For most of your adult life you’ve probably had life insurance. If it was offered by your employer as part of your benefits package, you may not have given it a second thought. You knew it was there but didn’t know much about it. Or you might have taken out a policy as part of good financial planning, especially if you have children.
But now you’re about to enter retirement – or maybe you’re already there. Your employer isn’t paying for life insurance anymore, and you have to decide whether to take out a new policy or enter your later years without one. What’s the right choice?
Don’t you get tired of hearing that there’s no easy answer? That’s because your bank and investment accounts – and your needs – are different from your neighbor’s or friend’s. What’s appropriate for them may or may not be appropriate for you.

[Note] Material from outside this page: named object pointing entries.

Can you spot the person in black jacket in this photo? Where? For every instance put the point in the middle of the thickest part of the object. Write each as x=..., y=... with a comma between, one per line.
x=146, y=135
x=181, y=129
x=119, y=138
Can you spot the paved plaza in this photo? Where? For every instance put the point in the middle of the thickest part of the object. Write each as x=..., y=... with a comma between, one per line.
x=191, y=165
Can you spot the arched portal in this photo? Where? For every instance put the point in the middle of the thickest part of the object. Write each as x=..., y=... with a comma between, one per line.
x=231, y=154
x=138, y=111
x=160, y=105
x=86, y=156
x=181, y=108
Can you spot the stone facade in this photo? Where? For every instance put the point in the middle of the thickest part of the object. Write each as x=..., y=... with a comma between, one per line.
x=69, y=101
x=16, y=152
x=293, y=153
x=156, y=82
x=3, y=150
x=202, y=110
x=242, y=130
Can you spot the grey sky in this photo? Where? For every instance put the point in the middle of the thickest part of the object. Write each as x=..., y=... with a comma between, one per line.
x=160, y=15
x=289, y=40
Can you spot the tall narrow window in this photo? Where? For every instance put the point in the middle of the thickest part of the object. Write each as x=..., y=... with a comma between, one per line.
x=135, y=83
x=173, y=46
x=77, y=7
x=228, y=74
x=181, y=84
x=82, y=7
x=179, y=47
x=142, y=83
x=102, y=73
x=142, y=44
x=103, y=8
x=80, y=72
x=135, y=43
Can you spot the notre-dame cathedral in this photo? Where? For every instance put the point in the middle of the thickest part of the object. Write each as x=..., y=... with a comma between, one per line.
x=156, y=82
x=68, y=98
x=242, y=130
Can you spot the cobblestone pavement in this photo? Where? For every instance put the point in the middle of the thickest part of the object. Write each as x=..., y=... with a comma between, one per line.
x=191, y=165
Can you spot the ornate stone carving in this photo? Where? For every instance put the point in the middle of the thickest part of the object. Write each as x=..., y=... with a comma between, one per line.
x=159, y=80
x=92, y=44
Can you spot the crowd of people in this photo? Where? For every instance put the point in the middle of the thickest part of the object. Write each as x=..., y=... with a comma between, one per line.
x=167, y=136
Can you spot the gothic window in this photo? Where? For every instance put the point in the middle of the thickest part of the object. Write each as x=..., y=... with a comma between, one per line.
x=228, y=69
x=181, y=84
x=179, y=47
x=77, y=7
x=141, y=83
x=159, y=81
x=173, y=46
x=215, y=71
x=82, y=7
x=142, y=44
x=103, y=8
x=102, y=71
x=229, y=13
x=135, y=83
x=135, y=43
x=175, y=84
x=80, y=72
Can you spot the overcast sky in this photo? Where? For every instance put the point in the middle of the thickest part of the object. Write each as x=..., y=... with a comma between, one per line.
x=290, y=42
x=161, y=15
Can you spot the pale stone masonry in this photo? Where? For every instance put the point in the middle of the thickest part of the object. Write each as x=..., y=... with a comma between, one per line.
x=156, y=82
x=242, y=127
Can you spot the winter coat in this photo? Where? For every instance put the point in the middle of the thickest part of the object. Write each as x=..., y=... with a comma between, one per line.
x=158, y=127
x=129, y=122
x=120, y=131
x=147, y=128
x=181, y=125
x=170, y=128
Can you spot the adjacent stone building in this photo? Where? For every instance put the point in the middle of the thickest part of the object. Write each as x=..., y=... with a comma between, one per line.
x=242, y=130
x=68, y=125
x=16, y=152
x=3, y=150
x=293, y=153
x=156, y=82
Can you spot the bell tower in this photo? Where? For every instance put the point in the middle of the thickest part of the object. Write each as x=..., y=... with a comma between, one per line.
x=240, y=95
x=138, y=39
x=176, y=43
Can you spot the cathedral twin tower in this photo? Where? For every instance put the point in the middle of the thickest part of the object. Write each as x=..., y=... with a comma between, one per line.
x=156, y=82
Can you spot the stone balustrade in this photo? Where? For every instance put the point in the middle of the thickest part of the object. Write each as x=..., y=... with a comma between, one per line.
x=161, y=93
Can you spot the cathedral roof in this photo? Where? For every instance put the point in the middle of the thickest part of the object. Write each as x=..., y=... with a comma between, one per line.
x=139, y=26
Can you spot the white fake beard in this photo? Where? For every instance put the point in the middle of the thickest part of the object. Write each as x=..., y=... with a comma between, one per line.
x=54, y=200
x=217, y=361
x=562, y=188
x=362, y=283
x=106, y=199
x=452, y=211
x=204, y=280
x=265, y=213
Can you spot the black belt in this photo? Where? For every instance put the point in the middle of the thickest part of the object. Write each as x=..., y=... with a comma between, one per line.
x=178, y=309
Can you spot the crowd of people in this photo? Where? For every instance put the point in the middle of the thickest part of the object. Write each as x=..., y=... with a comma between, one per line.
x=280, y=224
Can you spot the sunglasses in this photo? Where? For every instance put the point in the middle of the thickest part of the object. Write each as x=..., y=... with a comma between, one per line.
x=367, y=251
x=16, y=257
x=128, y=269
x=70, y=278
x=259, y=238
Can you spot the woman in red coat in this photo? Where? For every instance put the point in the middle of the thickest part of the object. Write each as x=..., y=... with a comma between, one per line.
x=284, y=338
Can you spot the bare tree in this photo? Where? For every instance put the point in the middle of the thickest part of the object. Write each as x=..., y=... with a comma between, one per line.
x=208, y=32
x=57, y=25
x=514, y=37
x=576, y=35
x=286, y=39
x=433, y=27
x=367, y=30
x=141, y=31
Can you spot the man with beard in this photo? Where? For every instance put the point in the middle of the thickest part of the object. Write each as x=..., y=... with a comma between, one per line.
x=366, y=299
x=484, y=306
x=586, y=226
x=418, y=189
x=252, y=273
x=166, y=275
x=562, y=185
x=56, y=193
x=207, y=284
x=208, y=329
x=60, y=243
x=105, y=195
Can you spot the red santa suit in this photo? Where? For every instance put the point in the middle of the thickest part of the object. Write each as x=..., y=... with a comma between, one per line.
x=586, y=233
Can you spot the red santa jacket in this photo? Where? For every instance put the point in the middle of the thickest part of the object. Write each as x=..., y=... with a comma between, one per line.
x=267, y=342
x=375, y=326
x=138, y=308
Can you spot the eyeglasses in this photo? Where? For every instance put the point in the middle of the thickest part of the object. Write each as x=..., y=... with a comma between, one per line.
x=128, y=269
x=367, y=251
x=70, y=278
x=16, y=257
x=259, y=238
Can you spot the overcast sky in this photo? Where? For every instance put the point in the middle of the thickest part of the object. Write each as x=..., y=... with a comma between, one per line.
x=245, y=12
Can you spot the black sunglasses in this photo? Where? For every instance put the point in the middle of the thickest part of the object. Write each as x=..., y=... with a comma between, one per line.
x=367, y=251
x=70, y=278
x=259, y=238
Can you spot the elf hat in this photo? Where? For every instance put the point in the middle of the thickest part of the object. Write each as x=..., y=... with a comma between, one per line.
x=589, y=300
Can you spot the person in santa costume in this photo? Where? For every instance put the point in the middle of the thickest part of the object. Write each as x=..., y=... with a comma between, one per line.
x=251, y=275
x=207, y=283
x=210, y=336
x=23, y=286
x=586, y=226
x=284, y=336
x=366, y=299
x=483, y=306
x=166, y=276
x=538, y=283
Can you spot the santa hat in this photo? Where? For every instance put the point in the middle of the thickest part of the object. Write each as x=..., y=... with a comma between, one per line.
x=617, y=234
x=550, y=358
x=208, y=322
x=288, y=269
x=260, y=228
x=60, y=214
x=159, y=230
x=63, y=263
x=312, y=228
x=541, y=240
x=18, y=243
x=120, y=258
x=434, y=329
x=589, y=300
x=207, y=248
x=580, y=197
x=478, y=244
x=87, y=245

How Life Insurance Fits In
Prior to retirement, most families use most or all of their household income to support their lifestyle. If two people work, both incomes are generally essential to maintaining the family’s standard of living. If just one person works, the same holds true. If one of those income earners were to pass away, the household could find itself in a financial emergency at one of the worst possible times.
The function of life insurance is to protect family members from the loss of income if you or another primary wage earner were to pass away.
Like any insurance product, there are multiple types of life insurance. Term life insurance offers coverage for a set period of time – normally 10 to 30 years. Permanent life, also called cash-value, is a lifetime policy that’s often used in estate planning. It comes in two flavors: whole life and universal life. For more, see Intro to Insurance: Types of Life Insurance and Permanent Life Policies: Whole vs. Universal.
Here are some questions that may help you decide what you need.
Do You Still Earn Outside Income?
Given the basic function of life insurance, you may have a pretty good idea of your need for ongoing coverage. In the most basic sense, if you retire and no longer work to make ends meet, you probably don’t need it. If you’re living off Social Security along with your retirement savings, there’s no income to replace.
When you die, your family will continue to receive payouts from your retirement accounts, and Social Security pays a survivor benefit. However, that survivor benefit varies based on your unique situation and it won’t be as much as Social Security paid while you were alive. Make sure you know your benefit before making a decision on life insurance.
Are You in Debt?
Ideally, you will arrive at retirement age debt free, but that’s not always the case. In fact, in 2013, 30% of homeowners age 65 and older still carried a mortgage; 21% of retirees age 75 and over were still making house payments in 2011.
Student loan debt is forecast to be a problem for an increasing number of retirees in the future. As of 2013, more than 700,000 retirees held student loan debt – either the remnants of their own loans or because of cosigning loans for children or grandchildren.
Experts say that continuing life insurance coverage might be well-advised if you’re still paying off debt. Take a “better safe than sorry” approach unless those debt payments are such a small part of your net worth that there would be no risk of financial difficulty.
Are Your Children and Spouse Self-Sufficient?
If you reach retirement and your children are out of your home, providing for their own families, and your spouse is self-sufficient, you probably don’t need life insurance. On the other hand, if you have children with special needs or kids who ae still living in your home, you might want to keep it. Also, if your spouse would lose a substantial amount of your pension income or other monthly payment, life insurance can fill that gap.
Would It Help Your Estate?
Some people with considerable assets can use life insurance strategically – for instance, as a way to take care of estate taxes. It could pay off business debt, fund any buy-sell agreements related to your business or estate, or even fund retirement plans.
As you can imagine, how you use life insurance as a tax-efficient part of your estate plan is very complicated. You’ll need the help of an attorney who specializes in estate planning. Keep in mind that unless you have an estate that reaches into the millions of dollars in net worth, estate tax considerations probably don’t apply. You therefore may not need life insurance for this purpose, but to be sure, it’s a good idea to ask a qualified expert. For more, read Estate Planning: Life Insurance in Estate Planning and Is Life Insurance a Smart Investment After You Retire?
The Bottom Line
It may seem counterproductive to give up having life insurance after so long, but the truth may be that you no longer need it. If you have no income to replace, very little debt, a self-sufficient family and no pricey concerns around settling your estate, there’s a good chance that you can say goodbye to that policy. As far as estate planning goes, you could well need a different type of policy or major changes to your current one anyway.
This is the perfect question for a financial planner or a fee-only insurance consultant. (See How to Select a Financial Advisor for guidance.) Be careful about simply asking your insurance agent. Because they are often paid by commission, they might have an interest in keeping you on the policy even when you don’t need it.